Bekijk onze nieuwste docu: Atoomsoldaten: Proefkonijnen van de Koude Oorlog


Dat lijkt misschien onwaarschijnlijk, maar onthoud dat het equivalent van 29.000 van de bommen die op Hiroshima zijn gevallen door atoomproeven in de lucht is beland, maar liefst 428 megaton. Radioactief cesium-137, dat ontstaat wanneer uranium en plutonium neutronen absorberen en splijting ondergaan, heeft een halveringstijd van ongeveer 30 jaar.
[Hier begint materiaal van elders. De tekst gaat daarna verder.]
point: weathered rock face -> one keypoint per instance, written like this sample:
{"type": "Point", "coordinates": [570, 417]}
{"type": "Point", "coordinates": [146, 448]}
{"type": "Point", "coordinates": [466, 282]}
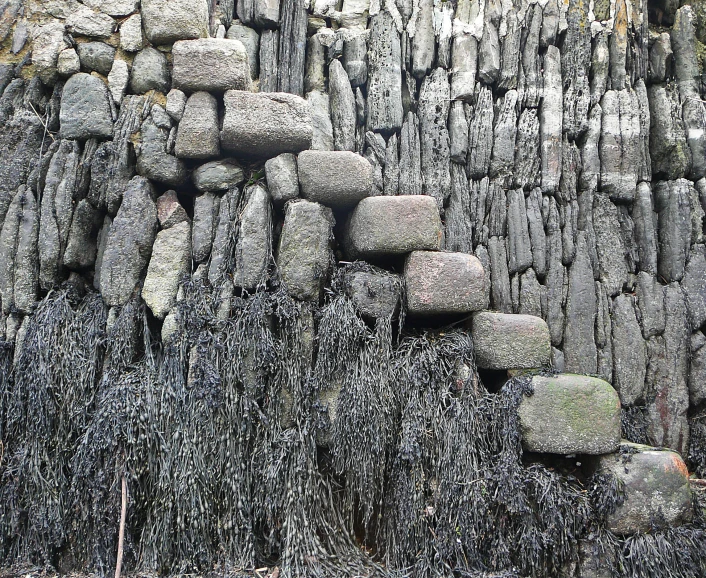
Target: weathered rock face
{"type": "Point", "coordinates": [504, 341]}
{"type": "Point", "coordinates": [393, 225]}
{"type": "Point", "coordinates": [570, 414]}
{"type": "Point", "coordinates": [656, 484]}
{"type": "Point", "coordinates": [440, 283]}
{"type": "Point", "coordinates": [265, 124]}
De grootste bron van cesium-137 blijft de radioactieve neerslag ten gevolge van kernproeven in de jaren 50 en 60. Via de grond en het water om ons heen hebben we allemaal elk jaar een klein beetje hiervan geabsorbeerd, zelfs als je geboren bent nadat bovengrondse atoomproeven al lang verboden waren.

De belangrijkste radionuclide van atoomproeven is jodium-131, volgens een onderzoek uit 1998 door het Amerikaanse ministerie van Volksgezondheid, dat schatte dat ergens tussen de 11.300 en 212.000 gevallen van schildklierkanker “verwacht werden bij de Amerikaanse bevolking door blootstelling aan jodium-131 van nucleaire testlocaties.” De onderzoekers gaven zelf toe dat dit nogal een brede marge is, maar wezen erop dat dit slechts een ruwe schatting was die na verder onderzoek gespecificeerd kon worden. In 2002 stelde een voorpublicatie van de vervolgstudie dat de neerslag van kernproeven waarschijnlijk rond de 15.000 sterfgevallen door kanker in de Verenigde Staten heeft veroorzaakt, en 22.000 kankergevallen in totaal.
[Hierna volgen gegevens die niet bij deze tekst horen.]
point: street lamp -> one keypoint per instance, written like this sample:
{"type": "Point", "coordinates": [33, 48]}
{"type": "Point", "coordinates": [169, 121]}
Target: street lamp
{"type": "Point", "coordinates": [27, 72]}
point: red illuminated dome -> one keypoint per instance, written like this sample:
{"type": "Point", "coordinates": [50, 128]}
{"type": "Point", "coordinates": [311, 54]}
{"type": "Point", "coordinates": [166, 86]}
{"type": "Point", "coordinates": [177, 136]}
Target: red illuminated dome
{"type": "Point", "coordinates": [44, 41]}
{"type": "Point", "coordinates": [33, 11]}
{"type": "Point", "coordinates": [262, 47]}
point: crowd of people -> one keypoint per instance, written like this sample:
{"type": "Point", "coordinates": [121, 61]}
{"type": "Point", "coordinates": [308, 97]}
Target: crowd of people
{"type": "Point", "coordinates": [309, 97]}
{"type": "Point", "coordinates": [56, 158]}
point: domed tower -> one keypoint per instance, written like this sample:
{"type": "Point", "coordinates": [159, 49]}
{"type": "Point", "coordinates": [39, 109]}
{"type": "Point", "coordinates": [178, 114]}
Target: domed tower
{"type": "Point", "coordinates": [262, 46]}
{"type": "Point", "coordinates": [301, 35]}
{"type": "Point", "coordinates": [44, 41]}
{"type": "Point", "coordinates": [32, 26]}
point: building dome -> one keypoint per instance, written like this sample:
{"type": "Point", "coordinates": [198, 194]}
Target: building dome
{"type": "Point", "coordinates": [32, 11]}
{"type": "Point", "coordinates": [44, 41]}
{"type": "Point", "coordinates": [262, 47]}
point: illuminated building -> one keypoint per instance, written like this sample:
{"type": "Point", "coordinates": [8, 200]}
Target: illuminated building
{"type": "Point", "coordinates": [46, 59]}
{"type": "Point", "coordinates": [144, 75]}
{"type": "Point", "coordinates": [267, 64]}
Journalist Chris Clarke beschreef in een online artikel de directe en aanhoudende effecten die de vroege atoomproeven, zoals de ontploffing van Shot Fizeau op 14 september 1957, op de woestijn in Nevada ten gevolge hebben gehad.

“56 Jaar en een week na Shot Fizeau hangt een kwart van de Strontium 90 die door de bom ontstond nog steeds rond. Een kwart van het radioactieve cesium 137 van Fizeau is hier ook nog steeds. 50 jaar nadat de Senaat het gedeeltelijke kernstopverdrag ratificeerde, 21 jaar nadat de VS voor het laatst een ondergrondse bomtest uitvoerde, gaan geigertellers nog steeds af door de aarde in Nevada.”

Volgens het CDC hoeven mensen die na 1971 zijn geboren zich geen zorgen te maken over de gevolgen van de kernproeven in Nevada. Helaas was dat niet het geval in de jaren na de proeven, toen mensen zich onbewust blootstelden aan het radioactieve stof van de testlocatie, waaronder de cast van een film waarin John Wayne de rol speelde van Dzjengis Khan. Om maar te zwijgen over de bewoners van de Pacific Islands die door Amerikaanse atoomproeven werden verdreven, Chinese dorpelingen die werden blootgesteld aan de gevaarlijke testen van hun regering, en ga zo maar door. Voor een goed geschreven maar tragisch verslag van hoe weinig atoomwapentesters wisten of bereid waren om verantwoording voor af te leggen, zou ik Rudolph Herzogs A Short History of Nuclear Folly aanraden.

Natuurlijk is de reststraling die nu nog om ons heen hangt niets vergeleken met de gevaren in de tijd van kernproeven, maar het is een blijvende herinnering aan wat er is gebeurd. De effecten van die 428 megaton die zijn ontploft bij atmosferische kernproeven blijven meetbaar, zoals zowel de Amerikaanse regering als het team van Zwitserse onderzoekers ons duidelijk maken. Maar als je het idee hebt dat de lucht een beetje naar metaal smaakt is dat gelukkig waarschijnlijk alleen maar je verbeelding.